Is there anything that you wish you knew before you started either career, things that caused rookie mistakes?

Laurie Landsittel:

Well, I'm always getting told that I'm too much of a legal writer. I need to learn how to be more conversational. So I wish I was a more conversational writer, but they're working with me and it's going well. I think that how sad it was before being a public defender, how many people rely on the public defender and how sad that they have lived through the life that they have lived through. It's amazing. I mean, you can't really judge these people till what they've been through in their whole entire life.

Derek Tokaz:

So I just have one last question before we wrap it up. And I wanted to know if there's anything you knew when you were in law school, which turned out you were completely wrong about?

Laurie Landsittel:

I thought I'd be in court every day doing trials. And I loved my judges that I worked for, don't get me wrong, but I thought they would know the law. And a lot of them do not know anything about the law and they're up there ruling because they're elected. So they get elected on their personalities, but they don't know the law. It's really scary to be making an argument in front of a judge when you know you're right and he just completely just doesn't understand because he hasn't read up on it. And I guess that's what the Court of Appeals is for. I thought judges would be the absolute knowledge people of the law, but they're not. Some are, some aren't.

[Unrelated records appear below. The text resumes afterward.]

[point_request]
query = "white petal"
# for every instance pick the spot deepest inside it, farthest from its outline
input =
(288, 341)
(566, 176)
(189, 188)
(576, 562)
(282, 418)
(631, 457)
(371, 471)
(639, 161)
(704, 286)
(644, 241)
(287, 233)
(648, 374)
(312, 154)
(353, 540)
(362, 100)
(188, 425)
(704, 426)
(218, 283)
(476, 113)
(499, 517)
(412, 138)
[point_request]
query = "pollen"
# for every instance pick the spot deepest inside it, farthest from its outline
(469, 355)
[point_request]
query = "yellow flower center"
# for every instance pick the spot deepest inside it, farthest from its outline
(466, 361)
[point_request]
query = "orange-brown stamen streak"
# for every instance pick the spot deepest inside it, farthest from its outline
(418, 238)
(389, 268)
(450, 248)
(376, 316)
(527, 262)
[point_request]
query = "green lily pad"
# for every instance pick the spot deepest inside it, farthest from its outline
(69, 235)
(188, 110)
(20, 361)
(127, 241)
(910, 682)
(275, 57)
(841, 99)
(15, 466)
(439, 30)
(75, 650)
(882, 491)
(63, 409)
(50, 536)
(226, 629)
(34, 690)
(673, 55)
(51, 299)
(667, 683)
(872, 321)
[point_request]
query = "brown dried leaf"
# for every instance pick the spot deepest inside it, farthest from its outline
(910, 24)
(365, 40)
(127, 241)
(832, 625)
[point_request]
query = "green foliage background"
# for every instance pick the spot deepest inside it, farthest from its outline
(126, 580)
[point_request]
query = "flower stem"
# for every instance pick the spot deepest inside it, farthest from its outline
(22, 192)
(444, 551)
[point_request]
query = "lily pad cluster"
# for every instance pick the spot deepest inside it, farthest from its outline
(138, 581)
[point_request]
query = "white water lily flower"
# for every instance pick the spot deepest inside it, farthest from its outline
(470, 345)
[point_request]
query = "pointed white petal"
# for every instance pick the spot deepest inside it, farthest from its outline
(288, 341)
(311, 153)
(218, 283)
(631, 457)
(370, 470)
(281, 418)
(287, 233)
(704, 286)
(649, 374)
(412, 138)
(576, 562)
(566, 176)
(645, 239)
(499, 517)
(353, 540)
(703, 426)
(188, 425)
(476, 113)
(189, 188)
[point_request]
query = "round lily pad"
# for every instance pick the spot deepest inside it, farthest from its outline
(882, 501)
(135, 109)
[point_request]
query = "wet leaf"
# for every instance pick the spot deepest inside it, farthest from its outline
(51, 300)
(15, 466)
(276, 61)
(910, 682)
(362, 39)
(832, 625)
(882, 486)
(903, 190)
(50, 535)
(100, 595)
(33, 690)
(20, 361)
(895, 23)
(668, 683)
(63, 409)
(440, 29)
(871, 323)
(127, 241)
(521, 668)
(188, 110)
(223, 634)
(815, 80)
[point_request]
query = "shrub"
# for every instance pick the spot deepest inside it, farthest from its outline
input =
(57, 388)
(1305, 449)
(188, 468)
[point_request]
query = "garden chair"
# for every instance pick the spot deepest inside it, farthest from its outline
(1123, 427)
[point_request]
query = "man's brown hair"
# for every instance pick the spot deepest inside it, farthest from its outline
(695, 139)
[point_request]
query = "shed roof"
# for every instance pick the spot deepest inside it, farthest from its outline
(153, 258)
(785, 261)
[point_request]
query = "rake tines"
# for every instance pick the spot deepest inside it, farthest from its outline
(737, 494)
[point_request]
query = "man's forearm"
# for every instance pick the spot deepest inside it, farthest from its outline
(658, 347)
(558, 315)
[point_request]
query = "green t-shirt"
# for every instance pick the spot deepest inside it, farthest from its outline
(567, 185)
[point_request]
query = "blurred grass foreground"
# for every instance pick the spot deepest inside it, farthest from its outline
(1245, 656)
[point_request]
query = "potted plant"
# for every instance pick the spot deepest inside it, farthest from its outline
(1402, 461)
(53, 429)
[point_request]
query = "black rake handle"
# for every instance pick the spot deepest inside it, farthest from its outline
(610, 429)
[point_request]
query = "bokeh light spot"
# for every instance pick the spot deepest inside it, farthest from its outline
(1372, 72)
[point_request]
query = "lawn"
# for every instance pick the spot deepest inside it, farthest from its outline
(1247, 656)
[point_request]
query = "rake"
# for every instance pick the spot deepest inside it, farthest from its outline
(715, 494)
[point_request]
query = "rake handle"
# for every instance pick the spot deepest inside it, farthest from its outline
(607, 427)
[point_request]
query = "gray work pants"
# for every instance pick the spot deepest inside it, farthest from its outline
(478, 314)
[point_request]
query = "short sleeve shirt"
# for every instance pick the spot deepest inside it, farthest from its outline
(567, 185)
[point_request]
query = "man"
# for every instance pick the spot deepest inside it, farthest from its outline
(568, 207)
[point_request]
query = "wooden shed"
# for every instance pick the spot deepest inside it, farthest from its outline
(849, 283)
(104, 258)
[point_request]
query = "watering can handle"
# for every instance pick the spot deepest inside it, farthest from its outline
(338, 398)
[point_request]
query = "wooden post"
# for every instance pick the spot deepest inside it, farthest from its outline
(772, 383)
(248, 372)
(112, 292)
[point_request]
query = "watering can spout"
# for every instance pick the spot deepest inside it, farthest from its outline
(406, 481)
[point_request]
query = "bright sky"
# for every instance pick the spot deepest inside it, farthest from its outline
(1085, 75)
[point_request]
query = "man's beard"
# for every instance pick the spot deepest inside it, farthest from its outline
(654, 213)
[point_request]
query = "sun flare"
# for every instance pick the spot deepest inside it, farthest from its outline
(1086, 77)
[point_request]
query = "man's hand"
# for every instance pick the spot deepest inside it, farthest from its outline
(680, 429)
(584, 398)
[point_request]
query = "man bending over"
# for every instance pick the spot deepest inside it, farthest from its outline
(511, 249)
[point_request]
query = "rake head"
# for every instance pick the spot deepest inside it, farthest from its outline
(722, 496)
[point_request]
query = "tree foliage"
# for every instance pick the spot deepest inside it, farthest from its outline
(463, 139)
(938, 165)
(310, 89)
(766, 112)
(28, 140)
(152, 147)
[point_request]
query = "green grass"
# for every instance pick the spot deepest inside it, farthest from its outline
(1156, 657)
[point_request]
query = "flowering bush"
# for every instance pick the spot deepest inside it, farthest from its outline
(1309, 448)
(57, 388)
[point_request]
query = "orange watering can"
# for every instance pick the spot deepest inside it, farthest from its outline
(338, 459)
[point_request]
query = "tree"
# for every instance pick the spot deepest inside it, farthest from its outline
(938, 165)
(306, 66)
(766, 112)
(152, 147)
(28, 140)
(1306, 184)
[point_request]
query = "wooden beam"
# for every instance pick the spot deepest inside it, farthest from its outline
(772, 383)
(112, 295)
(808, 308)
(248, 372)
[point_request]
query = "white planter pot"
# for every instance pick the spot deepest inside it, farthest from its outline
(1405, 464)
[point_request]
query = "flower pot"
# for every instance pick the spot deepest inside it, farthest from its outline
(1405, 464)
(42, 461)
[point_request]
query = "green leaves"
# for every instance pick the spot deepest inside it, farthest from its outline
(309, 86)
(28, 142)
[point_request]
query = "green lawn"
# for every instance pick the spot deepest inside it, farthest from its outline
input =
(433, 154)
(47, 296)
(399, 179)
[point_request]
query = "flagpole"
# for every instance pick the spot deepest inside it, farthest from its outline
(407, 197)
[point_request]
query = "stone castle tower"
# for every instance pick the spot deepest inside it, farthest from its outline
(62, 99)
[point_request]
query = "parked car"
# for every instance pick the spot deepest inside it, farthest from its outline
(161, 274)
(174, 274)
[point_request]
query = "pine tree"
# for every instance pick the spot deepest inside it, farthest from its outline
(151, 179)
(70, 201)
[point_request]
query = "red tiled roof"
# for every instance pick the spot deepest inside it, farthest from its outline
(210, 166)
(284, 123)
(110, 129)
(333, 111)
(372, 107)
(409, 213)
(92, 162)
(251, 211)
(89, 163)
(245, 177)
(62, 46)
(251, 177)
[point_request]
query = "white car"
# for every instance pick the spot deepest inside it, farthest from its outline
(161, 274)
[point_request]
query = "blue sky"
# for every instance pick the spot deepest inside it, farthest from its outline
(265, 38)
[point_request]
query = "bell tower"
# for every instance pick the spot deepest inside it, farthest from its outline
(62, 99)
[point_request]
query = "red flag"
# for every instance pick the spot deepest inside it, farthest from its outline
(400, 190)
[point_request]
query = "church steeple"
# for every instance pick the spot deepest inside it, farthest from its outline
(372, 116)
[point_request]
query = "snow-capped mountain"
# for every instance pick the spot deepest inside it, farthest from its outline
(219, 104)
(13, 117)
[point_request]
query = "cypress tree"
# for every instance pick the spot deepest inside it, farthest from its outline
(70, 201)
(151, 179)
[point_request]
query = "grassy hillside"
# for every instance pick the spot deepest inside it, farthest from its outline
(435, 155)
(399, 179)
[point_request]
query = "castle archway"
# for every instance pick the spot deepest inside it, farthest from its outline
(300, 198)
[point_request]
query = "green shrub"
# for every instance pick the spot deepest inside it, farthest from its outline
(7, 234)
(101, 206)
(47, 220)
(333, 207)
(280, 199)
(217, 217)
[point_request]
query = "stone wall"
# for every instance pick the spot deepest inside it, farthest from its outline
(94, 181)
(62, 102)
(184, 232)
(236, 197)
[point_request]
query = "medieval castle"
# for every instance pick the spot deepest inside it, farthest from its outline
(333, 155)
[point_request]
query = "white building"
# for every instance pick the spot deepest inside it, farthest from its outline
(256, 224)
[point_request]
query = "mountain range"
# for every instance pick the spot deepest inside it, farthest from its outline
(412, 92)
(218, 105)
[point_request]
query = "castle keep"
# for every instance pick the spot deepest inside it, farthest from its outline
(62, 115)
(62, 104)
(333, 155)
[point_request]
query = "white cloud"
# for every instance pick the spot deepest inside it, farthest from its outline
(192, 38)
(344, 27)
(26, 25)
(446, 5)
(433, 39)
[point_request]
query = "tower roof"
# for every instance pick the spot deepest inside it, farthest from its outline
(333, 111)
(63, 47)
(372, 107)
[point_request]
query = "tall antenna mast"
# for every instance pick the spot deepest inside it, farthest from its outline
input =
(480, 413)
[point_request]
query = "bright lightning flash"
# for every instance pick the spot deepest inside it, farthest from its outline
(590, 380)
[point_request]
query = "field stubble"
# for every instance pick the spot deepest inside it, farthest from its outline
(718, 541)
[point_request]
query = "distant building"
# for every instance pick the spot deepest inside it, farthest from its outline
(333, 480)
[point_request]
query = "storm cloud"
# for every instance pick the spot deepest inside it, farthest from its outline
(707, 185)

I just didn't know there'd be so much inconsistency in sentences. I mean, in Atlanta you'd get probation for having a certain drug. You'd get maybe two years of probation. Whereas where I was at in Thomaston, Georgia, this small rural town about two hours south of Atlanta, you'd probably get two to five years in prison for the same thing in Atlanta you'd get probation for. That's not fair. I'd have so many clients come down there and tell me in Thomaston, "Well, in Atlanta, I'd get a year of probation for this. And why are they wanting 10 years in prison?" And my boss always said, "You're not in Atlanta anymore."